Dani Clode, a designer and researcher at University College London’s Plasticity Lab, has developed a 3D-printed prosthetic that is controlled with pressure exerted with the big toes.
The robotic finger, which the scientists call the Third Thumb, was designed to extend the natural repertoire of hand movements. A group of people wore the Third Thumb during an observed augmentation test and were studied for changes in motor control and embodiment of the prosthetic.
The scientists also examined how the sensorimotor and body representation of the Thumb changed following the training.
During the 5 days of using the robotic finger, the participants were tasked with picking up wine glasses and building Jenga towers. Another task included holding a plastic cup while extracting a marble with a spoon.
How would our bodies and brains cope with augmentation? Can we understand the landscape of a tumour to better develop therapies? The 'Third Thumb' @PlasticityUCL and 'Exploring cancer landscapes' @CRUKMI teams will be exhibiting at #SummerScience 2021! pic.twitter.com/p9iJwuNCh1— The Royal Society (@royalsociety) July 15, 2020
The findings of the study showed that after training, those using the thumb would show fewer differences in brain activity patterns for individual fingers. In other words, the part of the brain – activated when people move their fingers – has a weakened representation of the hand after training with the thumb.

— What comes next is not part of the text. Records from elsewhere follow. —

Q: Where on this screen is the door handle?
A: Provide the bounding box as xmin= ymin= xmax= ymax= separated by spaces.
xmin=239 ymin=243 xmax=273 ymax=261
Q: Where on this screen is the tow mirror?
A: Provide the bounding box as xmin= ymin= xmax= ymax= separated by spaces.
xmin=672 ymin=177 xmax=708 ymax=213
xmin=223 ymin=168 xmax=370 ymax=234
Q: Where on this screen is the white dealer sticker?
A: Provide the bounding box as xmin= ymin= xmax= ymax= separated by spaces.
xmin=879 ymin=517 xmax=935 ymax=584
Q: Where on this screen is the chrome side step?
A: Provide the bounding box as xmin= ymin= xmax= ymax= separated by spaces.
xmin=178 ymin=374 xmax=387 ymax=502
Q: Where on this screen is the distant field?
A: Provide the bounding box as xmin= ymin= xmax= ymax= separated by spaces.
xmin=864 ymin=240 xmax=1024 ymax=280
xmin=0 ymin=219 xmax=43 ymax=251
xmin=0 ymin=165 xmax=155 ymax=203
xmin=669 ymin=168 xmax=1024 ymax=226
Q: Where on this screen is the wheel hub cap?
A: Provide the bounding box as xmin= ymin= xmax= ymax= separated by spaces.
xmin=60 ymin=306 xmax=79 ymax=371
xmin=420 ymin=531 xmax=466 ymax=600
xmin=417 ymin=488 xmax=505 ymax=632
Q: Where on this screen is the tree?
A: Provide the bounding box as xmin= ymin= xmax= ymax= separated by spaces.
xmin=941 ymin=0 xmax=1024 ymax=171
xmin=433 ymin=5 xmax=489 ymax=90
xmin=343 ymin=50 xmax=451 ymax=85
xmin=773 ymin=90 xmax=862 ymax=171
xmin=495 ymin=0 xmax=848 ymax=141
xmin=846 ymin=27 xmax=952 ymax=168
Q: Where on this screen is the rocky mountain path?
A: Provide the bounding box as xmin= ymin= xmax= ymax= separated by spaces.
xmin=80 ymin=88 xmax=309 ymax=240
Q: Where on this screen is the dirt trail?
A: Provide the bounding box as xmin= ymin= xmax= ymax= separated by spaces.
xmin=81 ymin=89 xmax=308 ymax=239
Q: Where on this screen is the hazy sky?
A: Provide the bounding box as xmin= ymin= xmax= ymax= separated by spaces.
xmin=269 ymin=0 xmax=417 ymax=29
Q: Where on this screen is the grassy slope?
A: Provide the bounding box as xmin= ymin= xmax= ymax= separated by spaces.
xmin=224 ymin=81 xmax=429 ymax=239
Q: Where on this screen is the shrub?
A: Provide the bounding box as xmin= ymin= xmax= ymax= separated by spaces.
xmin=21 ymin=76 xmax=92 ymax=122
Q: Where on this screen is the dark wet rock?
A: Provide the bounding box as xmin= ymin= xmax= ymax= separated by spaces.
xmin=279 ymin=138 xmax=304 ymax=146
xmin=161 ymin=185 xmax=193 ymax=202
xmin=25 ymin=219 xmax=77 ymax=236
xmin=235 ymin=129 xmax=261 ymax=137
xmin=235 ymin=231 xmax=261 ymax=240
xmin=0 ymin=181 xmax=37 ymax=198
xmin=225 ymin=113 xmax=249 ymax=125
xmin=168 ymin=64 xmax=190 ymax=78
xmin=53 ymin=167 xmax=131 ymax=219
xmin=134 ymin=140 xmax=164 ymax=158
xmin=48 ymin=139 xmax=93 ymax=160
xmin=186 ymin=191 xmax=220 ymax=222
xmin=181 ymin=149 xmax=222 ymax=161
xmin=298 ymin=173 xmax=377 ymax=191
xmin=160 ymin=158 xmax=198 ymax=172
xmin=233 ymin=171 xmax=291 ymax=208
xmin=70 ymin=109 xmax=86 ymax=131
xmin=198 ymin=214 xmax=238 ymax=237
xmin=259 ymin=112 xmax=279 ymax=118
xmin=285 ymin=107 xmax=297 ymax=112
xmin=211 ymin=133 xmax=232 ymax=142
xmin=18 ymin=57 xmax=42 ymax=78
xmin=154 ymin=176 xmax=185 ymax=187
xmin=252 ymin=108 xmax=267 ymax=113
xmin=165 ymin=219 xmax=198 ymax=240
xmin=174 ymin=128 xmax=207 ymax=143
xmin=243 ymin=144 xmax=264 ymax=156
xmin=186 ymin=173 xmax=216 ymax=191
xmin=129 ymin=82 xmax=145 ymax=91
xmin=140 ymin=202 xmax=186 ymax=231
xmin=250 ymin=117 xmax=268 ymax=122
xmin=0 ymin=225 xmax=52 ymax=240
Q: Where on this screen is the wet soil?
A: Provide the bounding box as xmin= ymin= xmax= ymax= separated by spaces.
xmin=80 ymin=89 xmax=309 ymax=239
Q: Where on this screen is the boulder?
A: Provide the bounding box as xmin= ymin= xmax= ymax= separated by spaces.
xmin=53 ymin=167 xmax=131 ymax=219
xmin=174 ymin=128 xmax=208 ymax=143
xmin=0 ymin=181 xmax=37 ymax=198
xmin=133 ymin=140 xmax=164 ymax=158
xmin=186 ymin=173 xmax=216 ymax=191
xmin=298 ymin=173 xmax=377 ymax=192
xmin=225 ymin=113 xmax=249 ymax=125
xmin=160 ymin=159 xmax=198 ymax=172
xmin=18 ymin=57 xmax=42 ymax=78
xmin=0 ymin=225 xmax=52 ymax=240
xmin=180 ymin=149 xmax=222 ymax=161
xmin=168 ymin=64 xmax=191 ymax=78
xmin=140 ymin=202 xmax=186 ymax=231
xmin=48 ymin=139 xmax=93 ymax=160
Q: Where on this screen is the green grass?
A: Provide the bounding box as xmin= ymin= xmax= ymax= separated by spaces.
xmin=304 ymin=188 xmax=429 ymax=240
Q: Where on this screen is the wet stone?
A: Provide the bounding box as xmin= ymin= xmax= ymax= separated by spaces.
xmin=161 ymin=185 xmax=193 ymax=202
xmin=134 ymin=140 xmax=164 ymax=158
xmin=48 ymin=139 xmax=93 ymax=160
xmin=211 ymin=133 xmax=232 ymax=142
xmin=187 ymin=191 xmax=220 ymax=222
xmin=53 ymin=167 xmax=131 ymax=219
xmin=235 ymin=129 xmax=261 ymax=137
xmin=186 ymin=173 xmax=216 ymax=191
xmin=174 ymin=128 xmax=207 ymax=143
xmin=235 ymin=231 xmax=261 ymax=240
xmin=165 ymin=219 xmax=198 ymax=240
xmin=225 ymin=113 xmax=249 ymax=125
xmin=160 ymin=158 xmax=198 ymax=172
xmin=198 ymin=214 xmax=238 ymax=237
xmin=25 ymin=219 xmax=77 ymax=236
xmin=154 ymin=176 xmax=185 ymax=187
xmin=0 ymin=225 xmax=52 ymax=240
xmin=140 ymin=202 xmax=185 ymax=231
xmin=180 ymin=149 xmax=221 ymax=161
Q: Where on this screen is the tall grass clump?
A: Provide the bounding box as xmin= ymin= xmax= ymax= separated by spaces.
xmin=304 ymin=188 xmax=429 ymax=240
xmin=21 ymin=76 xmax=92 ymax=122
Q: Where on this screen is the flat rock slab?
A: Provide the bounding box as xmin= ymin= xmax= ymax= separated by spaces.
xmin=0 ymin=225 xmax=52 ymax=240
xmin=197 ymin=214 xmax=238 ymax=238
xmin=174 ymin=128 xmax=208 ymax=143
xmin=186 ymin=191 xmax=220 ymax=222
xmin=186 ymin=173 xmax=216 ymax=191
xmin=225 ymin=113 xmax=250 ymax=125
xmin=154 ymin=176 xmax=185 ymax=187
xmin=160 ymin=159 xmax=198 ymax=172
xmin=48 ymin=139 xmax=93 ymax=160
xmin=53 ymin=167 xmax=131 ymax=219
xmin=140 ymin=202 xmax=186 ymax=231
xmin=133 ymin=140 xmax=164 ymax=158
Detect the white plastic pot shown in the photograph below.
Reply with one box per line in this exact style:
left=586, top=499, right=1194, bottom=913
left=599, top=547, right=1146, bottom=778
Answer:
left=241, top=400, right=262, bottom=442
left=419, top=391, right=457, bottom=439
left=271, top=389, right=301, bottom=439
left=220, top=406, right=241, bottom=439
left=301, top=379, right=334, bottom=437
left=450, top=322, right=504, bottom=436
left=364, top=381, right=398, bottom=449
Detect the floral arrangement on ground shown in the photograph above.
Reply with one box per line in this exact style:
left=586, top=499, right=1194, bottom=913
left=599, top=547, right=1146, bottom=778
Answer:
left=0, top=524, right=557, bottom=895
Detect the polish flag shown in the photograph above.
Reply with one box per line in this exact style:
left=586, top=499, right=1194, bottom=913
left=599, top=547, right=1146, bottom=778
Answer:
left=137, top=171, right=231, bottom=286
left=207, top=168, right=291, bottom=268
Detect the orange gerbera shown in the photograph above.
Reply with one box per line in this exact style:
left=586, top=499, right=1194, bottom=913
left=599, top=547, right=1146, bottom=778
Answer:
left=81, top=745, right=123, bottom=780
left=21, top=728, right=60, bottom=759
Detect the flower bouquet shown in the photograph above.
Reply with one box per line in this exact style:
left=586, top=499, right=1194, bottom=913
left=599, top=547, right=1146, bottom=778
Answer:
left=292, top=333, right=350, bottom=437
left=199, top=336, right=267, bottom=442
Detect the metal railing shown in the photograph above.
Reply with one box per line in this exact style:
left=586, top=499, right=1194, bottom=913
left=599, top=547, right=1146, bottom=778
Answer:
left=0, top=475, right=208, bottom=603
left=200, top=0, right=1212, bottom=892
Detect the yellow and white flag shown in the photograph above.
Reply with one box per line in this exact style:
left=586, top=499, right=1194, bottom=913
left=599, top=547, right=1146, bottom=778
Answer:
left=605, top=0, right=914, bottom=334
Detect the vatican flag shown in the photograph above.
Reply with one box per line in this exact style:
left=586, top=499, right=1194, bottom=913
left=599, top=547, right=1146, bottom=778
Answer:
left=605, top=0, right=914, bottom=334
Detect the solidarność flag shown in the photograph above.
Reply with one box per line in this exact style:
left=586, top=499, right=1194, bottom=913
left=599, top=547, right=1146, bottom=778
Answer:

The scientists concluded that technologies designed to augment human motor abilities hold a promise for both disabled and healthy communities.
"Here, we demonstrate that successful integration of motor augmentation can be achieved, with potential for flexible use, reduced cognitive reliance and increased sense of embodiment. Importantly, though, such successful human-robot integration may have consequences on some aspect of body representation and motor control which need to be considered and explored further," the study said.